Tribeca: ‘Chef’ cooks up heartfelt comedy
April 30, 2014
Audience members will smile from the beginning scenes of “Chef” and they may not know why. The situation is tense — the protagonist, chef Carl Gaspare, is stressed from his restaurant job, recently divorced and struggling to connect with his son. Despite this plotline, the film’s writer-director Jon Favreau approaches all of these obstacles with a certain engaging comedic charm and sincerity.
Favreau, who also plays Carl, takes viewers for a ride when one of Los Angeles’ most prestigious chefs almost has his career ruined after a popular critic rips apart his unimaginative menu. As the restaurant’s owner (Dustin Hoffman) continues to forbid him from exploring his creative impulses, Carl quits the job.
But outside of the kitchen, Carl faces further problems involving his gorgeous ex-wife (Sofia Vergara) and his young son (Emjay Anthony).

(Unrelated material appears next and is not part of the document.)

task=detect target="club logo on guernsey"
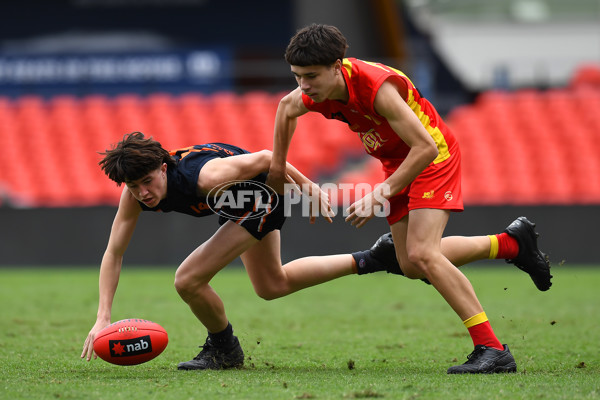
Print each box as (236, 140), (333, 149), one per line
(358, 129), (388, 153)
(207, 180), (277, 220)
(109, 335), (153, 357)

In need of a fresh start, Carl opens a food truck with the help of his son. A heartfelt but predictable story ensues, exploring Carl’s reinvigorated zeal for cuisine and the realization that family is perhaps the most important thing of all.
“Chef” primarily sets out to be a feel-good movie, and it succeeds in that respect. Despite Carl’s inflated ego, the audience roots for his comeback, as do his two colleagues and closest friends, played by the hilarious Bobby Cannavale and John Leguizamo. Short, hysterical cameos give the film extra life, including one with Robert Downey Jr., who plays his typical nonchalant narcissist as the ex-husband of Carl’s ex-wife.
As pleasant as the film is, there are some foundational shortcomings that detract from its potential. Several characters are introduced without being fleshed out, making it difficult for the film to focus on a single plotline.
In one of the more bizarre subplots, Carl invites the restaurant’s hostess (Scarlett Johansson) back to his apartment, where, instead of hooking up with Carl, she watches him cook pasta, making facial expressions of deep sexual lust. Aside from reminding Carl to spend more quality time with his son, Johansson’s character disappears from Carl’s life, making it seem like her only purpose was to flaunt Favreau’s celebrity connections.
Vergara reaches more serious and mature dimensions with her small role in “Chef” than she is able to do in “Modern Family,” but her appearance still seems more like celebrity stunt casting than a careful artistic selection.
“Chef” is a celebration of food, family and individual creativity. Favreau’s delightful film is a perfect summer flick and one of the best comedies of the year — it even won the Heineken Audience Award at the Tribeca Film Festival, which could easily signify a future of public and critical success.